Health Care’s Not Soft and Fuzzy

Coming to work in a company that provides patients with the information to prevent or manage disease has to be rewarding for Guinan. In addition to diagnostic information services, Quest provides information technology solutions (including MyQuest, a mobile app that allows individuals to access their own lab records) to improve diagnosis and care. It also develops new diagnostic tests such as one introduced in October 2013 for women at high risk of developing breast and ovarian cancer due to inherited mutations in the BRCA1 or BRCA2 genes.

The company has a long list of honors, including a decade on the Dow Jones World Sustainability Index and recognition as a “Best Employer” in numerous localities around the country. Guinan says, “I’m proud of what I do … and certainly the space we’re in here, diagnostic information services, a key to reducing costs [by] early detection and prevention, is a great place to be.”

There is, however, a national cynicism about the health care field that’s sometimes difficult to handle, he admits. He notes, for instance, the public perception is of medical providers’ and insurers’ taking large bites from the average family budget. Because his job is so much a part of who he is, Guinan says, it can be challenging to hear the negativity. “When my daughter was in seventh grade, she came home from school and said, ‘My teacher says that pharmaceutical companies treat things instead of curing them because you can make more money.’?” He was CFO of the pharmaceuticals business at Johnson & Johnson at the time, working alongside people in R&D whose passion was all about curing a devastating illness, “many of them touched by the disease personally through family or friends.”

In the diagnostic space, the beneficial connection is not so easy for individuals outside the medical field to appreciate, but “to really focus people on the details of their conditions and, therefore, lead them to treatment options or hopefully to avoid larger challenges by early detection,” Guinan believes, is a “greater purpose.”

He says, “Yes, we’ve got to make money for our shareholders, but at the end of the day that’s not why we’re here.

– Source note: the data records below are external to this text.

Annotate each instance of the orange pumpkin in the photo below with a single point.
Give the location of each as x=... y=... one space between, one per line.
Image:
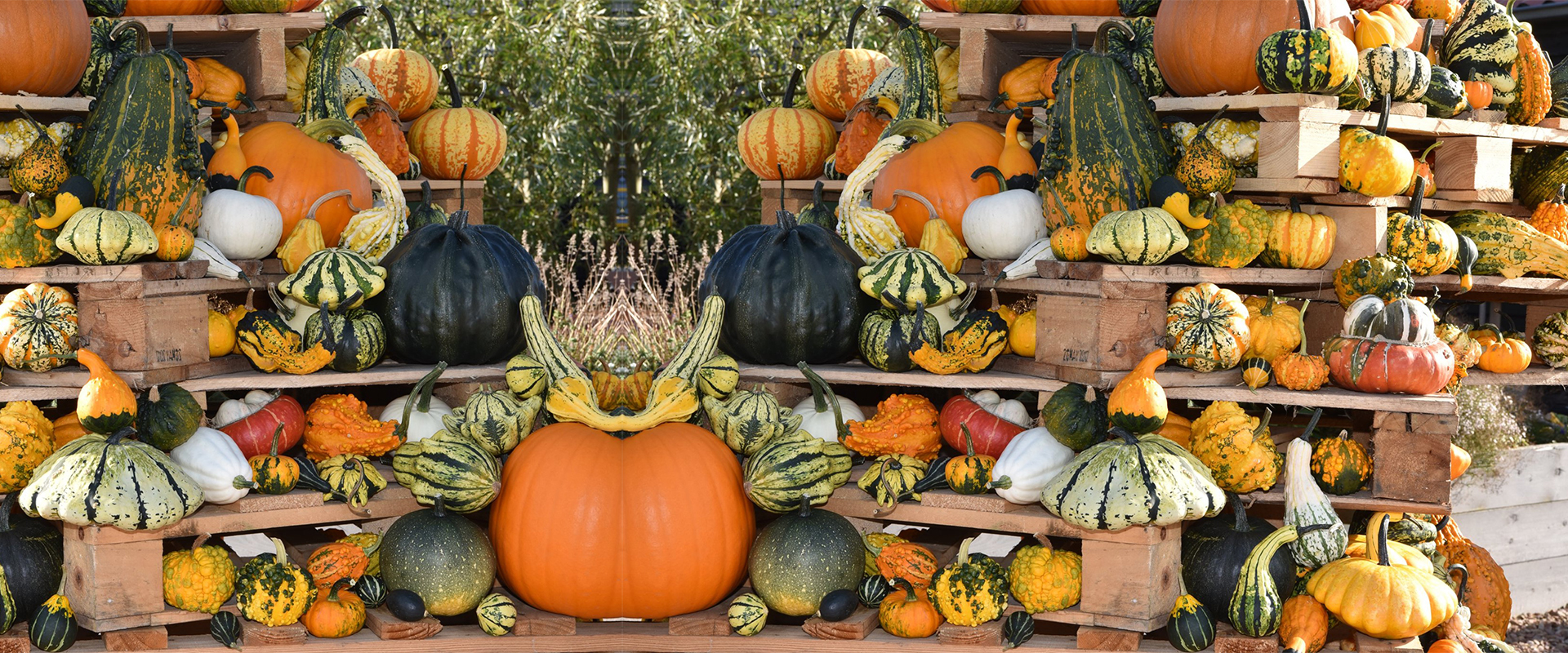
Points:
x=305 y=170
x=1209 y=46
x=786 y=140
x=458 y=141
x=46 y=47
x=938 y=170
x=1071 y=7
x=596 y=526
x=403 y=77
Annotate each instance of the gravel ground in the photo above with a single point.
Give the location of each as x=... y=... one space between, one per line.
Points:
x=1540 y=633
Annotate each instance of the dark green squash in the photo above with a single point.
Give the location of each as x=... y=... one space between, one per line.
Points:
x=1215 y=549
x=32 y=555
x=167 y=415
x=145 y=126
x=1138 y=49
x=1101 y=129
x=452 y=293
x=1076 y=415
x=441 y=557
x=791 y=295
x=802 y=557
x=358 y=334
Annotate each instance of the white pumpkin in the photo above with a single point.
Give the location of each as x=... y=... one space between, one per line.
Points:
x=1029 y=464
x=216 y=462
x=238 y=409
x=816 y=411
x=1004 y=224
x=240 y=224
x=1007 y=409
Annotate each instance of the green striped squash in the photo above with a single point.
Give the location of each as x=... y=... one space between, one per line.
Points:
x=356 y=337
x=780 y=475
x=910 y=278
x=1481 y=46
x=748 y=614
x=1256 y=606
x=497 y=614
x=334 y=278
x=888 y=335
x=1138 y=49
x=1397 y=71
x=448 y=465
x=494 y=420
x=748 y=420
x=1191 y=627
x=1445 y=95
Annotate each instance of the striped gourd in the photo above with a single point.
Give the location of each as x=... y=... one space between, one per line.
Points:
x=143 y=129
x=1397 y=71
x=448 y=465
x=110 y=481
x=356 y=337
x=334 y=278
x=784 y=472
x=497 y=614
x=1481 y=46
x=748 y=420
x=494 y=420
x=1256 y=606
x=910 y=278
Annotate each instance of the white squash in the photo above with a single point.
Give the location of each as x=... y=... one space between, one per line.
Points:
x=1029 y=464
x=216 y=462
x=238 y=409
x=1007 y=409
x=1004 y=224
x=816 y=412
x=419 y=414
x=240 y=224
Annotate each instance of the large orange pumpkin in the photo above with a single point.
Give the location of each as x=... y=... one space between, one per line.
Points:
x=458 y=141
x=46 y=46
x=797 y=140
x=407 y=78
x=1071 y=7
x=173 y=7
x=938 y=170
x=1209 y=46
x=305 y=170
x=649 y=526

We’re really here because of the greater purpose of what we’re doing, and that’s where our passion is, and maintaining that passion, and doing great things for people, is how we best serve people and our shareholders.”
He finds the best way to deal with negativity is by “reconnecting with the people you work with. Then you see it. ‘Yeah, there are good people doing good stuff. There are good people getting excited about the difference they’re making in other people’s lives.’?”

Do you have to be a people person to find that silver lining? No, but it helps. Guinan, the CFO who believes in and practices management by walking around, not only finds that good, he spreads the news to just about everyone with whom he engages in the company.